Testing Services provides a platform for QA professionals to discuss and gain insights in to the business value delivered by testing, the best practices and processes that drive it and the emergence of new technologies that will shape the future of this profession.

« July 2017 | Main | December 2017 »

October 25, 2017

Testing Traditional Databases vs NoSQL Databases

Author: Surya Prakash G., Delivery Manager, Infosys Validation Solutions

When was the last time you heard the words "Big data", "Traditional Database", and "NoSQL database". These words are heard every second now and are widely used terms in every IT organization and across different industry verticals. These terms signify the way technology changes are happening due to huge data that is getting generated through various means (IOT, Social media, Sensors etc.).

Are traditional databases getting replaced? Yes, as there is increase in the amount of data due to advancement in technology (social media, web logs) and increased need to analyze the unstructured data for better decision making. Storage of these data is essential which cannot be handled by the traditional forms of database as data increases multi fold within a millisecond. These relational databases add to the cost of increased maintenance which paved way for newer kinds of databases - NoSQL databases.

Why NoSQL databases are coming into technology stack? With unstructured data coming into foray, NoSQL databases offer more flexibility to host multiple hundreds of nodes and allow it to store in a physical folder kind of structure. It's more imperative that, storing data in bulk requires extra processing effort and more storage than highly organized SQL data. This has led to launch of new set of NoSQL databases like MongoDB, CouchDB etc.
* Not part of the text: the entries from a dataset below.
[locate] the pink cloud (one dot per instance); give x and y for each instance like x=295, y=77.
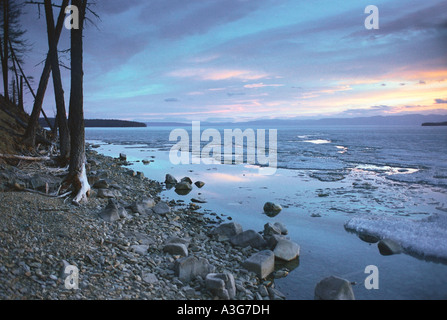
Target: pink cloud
x=217, y=74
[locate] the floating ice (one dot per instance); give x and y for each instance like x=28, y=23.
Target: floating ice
x=318, y=141
x=425, y=238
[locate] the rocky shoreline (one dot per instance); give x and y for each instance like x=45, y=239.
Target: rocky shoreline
x=126, y=243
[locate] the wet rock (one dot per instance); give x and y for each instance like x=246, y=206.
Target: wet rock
x=143, y=206
x=170, y=179
x=389, y=247
x=229, y=229
x=271, y=208
x=149, y=278
x=281, y=227
x=189, y=268
x=334, y=288
x=186, y=179
x=101, y=184
x=262, y=263
x=221, y=285
x=111, y=212
x=199, y=184
x=176, y=249
x=270, y=229
x=161, y=208
x=107, y=193
x=140, y=249
x=198, y=200
x=286, y=250
x=248, y=238
x=183, y=186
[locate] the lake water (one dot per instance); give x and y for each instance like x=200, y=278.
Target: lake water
x=332, y=182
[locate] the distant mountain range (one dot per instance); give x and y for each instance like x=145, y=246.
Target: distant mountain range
x=399, y=120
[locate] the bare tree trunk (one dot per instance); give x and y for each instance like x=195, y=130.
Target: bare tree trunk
x=64, y=136
x=5, y=47
x=33, y=123
x=77, y=175
x=21, y=106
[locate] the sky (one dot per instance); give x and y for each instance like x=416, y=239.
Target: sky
x=238, y=60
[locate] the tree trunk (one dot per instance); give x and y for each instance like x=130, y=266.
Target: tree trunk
x=64, y=136
x=33, y=123
x=5, y=47
x=77, y=175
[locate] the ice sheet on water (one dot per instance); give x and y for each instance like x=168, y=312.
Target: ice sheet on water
x=422, y=237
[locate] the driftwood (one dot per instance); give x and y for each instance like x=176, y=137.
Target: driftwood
x=26, y=158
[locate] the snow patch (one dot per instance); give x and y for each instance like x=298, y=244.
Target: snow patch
x=423, y=237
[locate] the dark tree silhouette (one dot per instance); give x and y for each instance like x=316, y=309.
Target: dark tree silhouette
x=77, y=176
x=64, y=137
x=11, y=38
x=33, y=123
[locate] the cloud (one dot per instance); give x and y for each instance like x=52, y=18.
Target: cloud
x=175, y=19
x=261, y=85
x=217, y=74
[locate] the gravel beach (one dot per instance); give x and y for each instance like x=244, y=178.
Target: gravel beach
x=118, y=241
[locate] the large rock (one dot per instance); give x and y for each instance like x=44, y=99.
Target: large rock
x=334, y=288
x=286, y=250
x=143, y=206
x=221, y=285
x=189, y=268
x=140, y=249
x=248, y=238
x=388, y=247
x=176, y=249
x=229, y=229
x=270, y=229
x=111, y=213
x=262, y=263
x=108, y=193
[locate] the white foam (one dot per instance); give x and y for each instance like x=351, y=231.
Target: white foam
x=424, y=237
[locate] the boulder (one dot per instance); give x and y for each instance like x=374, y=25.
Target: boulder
x=176, y=249
x=186, y=179
x=270, y=229
x=334, y=288
x=170, y=179
x=189, y=268
x=388, y=247
x=143, y=206
x=199, y=184
x=101, y=184
x=111, y=212
x=161, y=208
x=221, y=285
x=286, y=250
x=183, y=185
x=107, y=193
x=281, y=227
x=140, y=249
x=262, y=263
x=272, y=209
x=150, y=278
x=248, y=238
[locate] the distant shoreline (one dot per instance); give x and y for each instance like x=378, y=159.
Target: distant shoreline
x=434, y=124
x=102, y=123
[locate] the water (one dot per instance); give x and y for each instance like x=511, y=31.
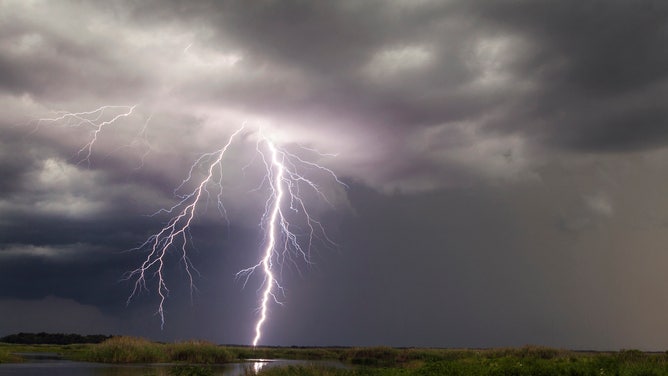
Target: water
x=52, y=367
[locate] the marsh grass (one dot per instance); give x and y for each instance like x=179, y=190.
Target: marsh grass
x=192, y=357
x=139, y=350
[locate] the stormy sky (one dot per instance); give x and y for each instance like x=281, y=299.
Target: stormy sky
x=506, y=165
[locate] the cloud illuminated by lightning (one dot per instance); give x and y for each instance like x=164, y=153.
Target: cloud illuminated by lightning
x=289, y=229
x=96, y=120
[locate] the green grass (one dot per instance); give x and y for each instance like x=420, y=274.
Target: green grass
x=139, y=350
x=191, y=358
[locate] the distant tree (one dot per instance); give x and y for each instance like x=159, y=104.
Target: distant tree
x=52, y=338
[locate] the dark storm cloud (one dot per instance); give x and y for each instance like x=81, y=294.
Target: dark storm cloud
x=582, y=76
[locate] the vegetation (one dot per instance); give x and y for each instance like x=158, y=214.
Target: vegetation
x=192, y=358
x=52, y=338
x=139, y=350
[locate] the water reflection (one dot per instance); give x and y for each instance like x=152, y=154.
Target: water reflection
x=67, y=368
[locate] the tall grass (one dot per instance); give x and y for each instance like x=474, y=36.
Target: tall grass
x=139, y=350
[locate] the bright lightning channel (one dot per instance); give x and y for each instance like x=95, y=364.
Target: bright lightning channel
x=284, y=181
x=97, y=120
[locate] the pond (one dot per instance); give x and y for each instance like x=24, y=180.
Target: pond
x=51, y=367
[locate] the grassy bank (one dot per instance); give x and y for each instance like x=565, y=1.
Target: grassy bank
x=381, y=361
x=528, y=361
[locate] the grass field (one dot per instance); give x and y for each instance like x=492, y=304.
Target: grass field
x=529, y=360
For validation, some common things between SQL and NoSQL have to be followed like Metadata validation, Data conversions, Data Comparisons, Data quality techniques and Data consistency.

As part of the validation strategy for applications based on NoSQL, traditional testing approaches on NoSQL are based upon sample data record sets, which is fine for unit testing activities. However, the challenge comes in determining how to validate an entire data set consisting of millions, and even billions of records. For NoSQL, Testers need to focus on only two of the three attributes getting the right output - Consistency (checking if all users get same data when queried), Availability (checking if all users can read/write the data) and Partition Tolerance (checking if can work across network to access data)

For NoSQL testing, few activities can be considered (which are not limited) as part of the strategy

  • Pre-processing validation : Checking the format and consistency of the source data formats
  • Data Ingestion & Data Extraction Testing: Data Conversions and comparison testing
  • Data Quality Analysis : Understanding state of system and consistency checks
  • Data Visualization testing with NoSQL database: Output reports compared with database values

To conclude, though there are similarities between NoSQL testing and Relational database testing, execution mindset is different and below are four points to remember:

F - Understanding of different File formats that will be used (JSON, Parquet, AVRO etc)
A - how data can be Accessed (as they will be distributed across nodes/clusters)
S - Tester needs to have clear Test Strategy in terms of data conversions & comparisons using the right tools
T - NoSQL Technology knowledge on how data will be stored (Columnar, Document, graph based, key value pair etc.)

I would love to discuss this topic and on big data testing in general. Looking forward to your comments.